Plus Camerimage Festival 2012: David Lynch
Posted on Tuesday November 27, 2012, 10:45 by Simon Braund in Under The Radar
Last night, David Lynch was treated to a rowdy, minutes-long standing ovation when he accepted the Lifetime Achievement Award for directing at the opening ceremony of the Plus Camerimage festival in Bydgoszcz, Poland. Earlier in the evening Lynch, a regular at the festival in recent years, was presented with the key to the city of Bydgoszcz by mayor Rafał Bruski. In a brief speech, Lynch described the honour as “dangerous”, although it’s doubtful that the key bestows any real civic powers on the recipient. (If it does, his first order of business should be to fix a few potholes).
Plus Camerimage, which celebrates its 20th anniversary this year, is an international festival dedicated to the art of cinematography. Featuring a welter of event, including the main competition, in which nominees vie for the coveted Golden Frog award; and competitions for student films, documentary shorts and features, music videos, feature debuts and Polish films. It also boasts an extensive program of seminars and technical workshops from the likes of Panavision, Arri, Red and Zeiss. It has been held in the northern Polish city of Bydgoszsc (pronounced bid-gosht. Well, kind of) for the past three years, having moved from its previous home of Łódź in 2009. An extremely prestigious and highly-regarded affair, it serves as a forum for the world’s cinematographers to gather, talk shop, trade stories, moan about the state of the business and check out the latest technology, all on magnificent display at the festival’s nerve center, the Opera Nova opera house situated near the city’s picturesque old town on the Brda river. It’s the type of festival where you bump into Vilmos Zsigmond in the gents, where your view of proceedings is partially obscured by Joel Schumacher sitting in the row in front of you, and where David Lynch is treated like a rock star. Which is just as it should be. His acceptance of the lifetime achievement award was preceded by a beautifully crafted montage of scenes from his films, including rarely seen footage from early experimental works like The Grandmother and The Amputee. It was a reminder, if one were needed, that he is an artist of utterly unique brilliance.

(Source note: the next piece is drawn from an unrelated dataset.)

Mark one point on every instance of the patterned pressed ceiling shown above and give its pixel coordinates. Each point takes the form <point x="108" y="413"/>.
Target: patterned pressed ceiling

The opening ceremony was further marked by a mesmerizing performance by chanteuse Chrysta Bell (Lynch’s musical collaborator since 2002) and a screening of the Christopher Kenneally-directed documentary Side By Side. A provocative and engrossing examination of the seismic impact of digital technology on moviemaking, it was introduced by producer and star Keanu Reeves. The film - a revelation to anyone who still has a sentimental attachment to celluloid - features interviews with such luminaries as Martin Scorsese, David Fincher, Christopher Nolan (a die hard champion of film), Danny Boyle, Anthony Dod Mantle (Oscar-winning cinematographer for Slumdog Millionaire), James Cameron, George Lucas, Steven Soderbergh and, of course, David Lynch, who admits, rather shockingly, that he has pretty much abandoned film entirely. All of the interviews were conducted by Reeves, many of them at CamerImage 2010.
Tomorrow, he and Joel Schumacher will be hosting a seminar titled The Future Of Film - which refers, one hopes, to the physical medium rather than the art form itself which, as Camerimage amply demonstrates, is alive and well. If bloody chilly!